I do have a wheeled 624 with a taller bucket that rivals any 928 I have ever used.

Then Honda comes out with the 828 . not bad machine but the 928 was smarter.

Then the 1132. not bad but Honda realized the 1332 would be better.

I have built 1128's and they are awesome! This is where Honda should have gone from the 828 IMO. 

I have noticed other brands have larger engines onto smaller buckets. It makes much more sense. 
Why not Honda?


----------



## tabora (Mar 1, 2017)

orangputeh said:


> so Honda brings out the smaller 624 and 724?


Different transmission type, though... Experimenting?

I agree on the engine sizing, though. I'm a firm believer in too much horsepower usually being adequate. My small Carolina Skiffs are "rated" for 15HP, so they have 25HP, for those occasional times when they need it.

Should my HSS1332 ever need a new engine because I screwed it up, it's getting a small V-Twin.


----------



## orangputeh (Nov 24, 2016)

tabora said:


> Different transmission type, though... Experimenting?
> 
> I agree on the engine sizing, though. I'm a firm believer in too much horsepower usually being adequate.
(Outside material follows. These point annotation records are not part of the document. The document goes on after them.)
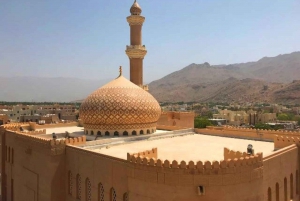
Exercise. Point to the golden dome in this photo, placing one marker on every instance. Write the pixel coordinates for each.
(120, 108)
(135, 9)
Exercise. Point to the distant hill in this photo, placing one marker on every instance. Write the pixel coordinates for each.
(268, 79)
(264, 80)
(46, 89)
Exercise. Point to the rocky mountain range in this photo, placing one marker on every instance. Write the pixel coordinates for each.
(270, 79)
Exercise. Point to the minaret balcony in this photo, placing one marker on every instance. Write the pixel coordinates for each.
(135, 20)
(141, 47)
(136, 51)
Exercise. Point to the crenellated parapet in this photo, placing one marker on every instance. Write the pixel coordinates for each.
(38, 132)
(246, 133)
(52, 146)
(284, 141)
(230, 154)
(229, 166)
(148, 153)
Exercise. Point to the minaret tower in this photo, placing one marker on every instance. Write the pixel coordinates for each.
(136, 51)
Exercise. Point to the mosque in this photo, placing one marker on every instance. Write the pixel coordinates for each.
(128, 150)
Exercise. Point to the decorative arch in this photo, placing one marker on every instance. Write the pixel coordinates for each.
(285, 189)
(113, 195)
(88, 190)
(291, 186)
(70, 182)
(78, 186)
(277, 192)
(269, 194)
(100, 192)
My small Carolina Skiffs are "rated" for 15HP, so they have 25HP, for those occasional times when they need it.
> 
> Should my HSS1332 ever need a new engine because I screwed it up, it's getting a small V-Twin.


i have an old V twin for you. 77 harley sporty engine.


----------



## tabora (Mar 1, 2017)

orangputeh said:


> i have an old V twin for you. 77 harley sporty engine.


Ha, ha! I was thinking more about one of these two (or whatever the equivalent is then):


----------



## orangputeh (Nov 24, 2016)

tabora said:


> Ha, ha! I was thinking more about one of these two (or whatever the equivalent is then):


what?????you dont want a 1000CC engine with straight pipes?


----------